Weekly Address: Healthcare Reform

Weekly Address: Healthcare Reform


Over the past few days, I’ve been traveling through the Middle East and Europe working to renew our alliances, enhance our common security, and propose a new partnership between the United States and the Muslim world.

But even as I’m abroad, I’m firmly focused on the other pressing challenges we face — including the urgent need to reform our health care system. Even as we speak, Congress is preparing to introduce and debate health reform legislation that is the product of many months of effort and deliberation. And if you’re like any of the Americans I’ve met across this country who know all too well that the soaring costs of health care make our current course unsustainable, I imagine you’ll be watching their progress closely.

I’m talking about the families I’ve met whose spiraling premiums and out-of-pocket expenses are pushing them into bankruptcy or forcing them to go without the check-ups or prescriptions they need. Business owners who fear they’ll be forced to choose between keeping their doors open or covering their workers. Americans who rightly worry that the ballooning costs of Medicare and Medicaid could lead to fiscal catastrophe down the road.

Simply put, the status quo is broken. We cannot continue this way. If we do nothing, everyone’s health care will be put in jeopardy. Within a decade, we’ll spend one dollar out of every five we earn on health care — and we’ll keep getting less for our money.
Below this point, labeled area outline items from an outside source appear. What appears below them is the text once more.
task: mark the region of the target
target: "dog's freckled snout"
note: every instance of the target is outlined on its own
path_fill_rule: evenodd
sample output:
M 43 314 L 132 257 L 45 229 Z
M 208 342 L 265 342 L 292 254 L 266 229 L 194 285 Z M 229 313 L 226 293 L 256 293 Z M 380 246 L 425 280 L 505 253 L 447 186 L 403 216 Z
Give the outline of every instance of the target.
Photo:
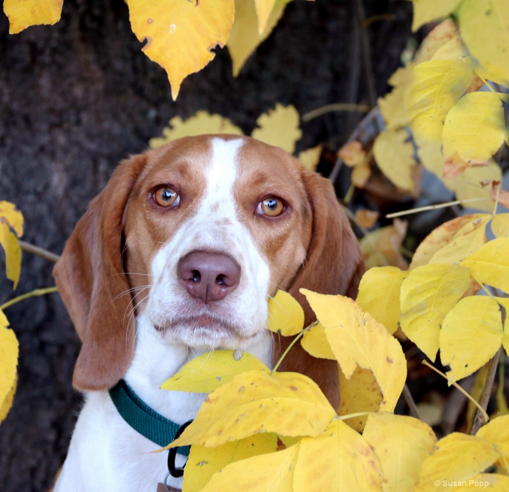
M 177 275 L 189 295 L 206 304 L 236 288 L 240 265 L 224 253 L 195 250 L 180 259 Z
That’s why fixing what’s wrong with our health care system is no longer a luxury we hope to achieve — it’s a necessity we cannot postpone any longer.

The growing consensus around that reality has led an unprecedented coalition to come together for change. Unlike past attempts at reforming our health care system, everyone is at the table — patient’s advocates and health insurers; business and labor; Democrats and Republicans alike.

A few weeks ago, some of these improbable allies committed to cut national health care spending by two trillion dollars over the next decade. What makes this so remarkable is that it probably wouldn’t have happened just a few short years ago. But today, at this historic juncture, even old adversaries are united around the same goal: quality, affordable health care for all Americans.

Now, I know that when you bring together disparate groups with differing views, there will be lively debate. And that’s a debate I welcome. But what we can’t welcome is reform that just invests more money in the status quo — reform that throws good money after bad habits.

We must attack the root causes of skyrocketing health care costs. Some of these costs are the result of unwarranted profiteering that has no place in our health care system, and in too many communities, folks are paying higher costs without receiving better care in return. And yet we know, for example, that there are places like the Mayo Clinic in Minnesota, the Cleveland Clinic in Ohio, and other institutions that offer some of the highest quality of care in the nation at some of the lowest costs in the nation. We should learn from their successes and promote the best practices, not the most expensive ones. That’s how we’ll achieve reform that fixes what doesn’t work, and builds on what does.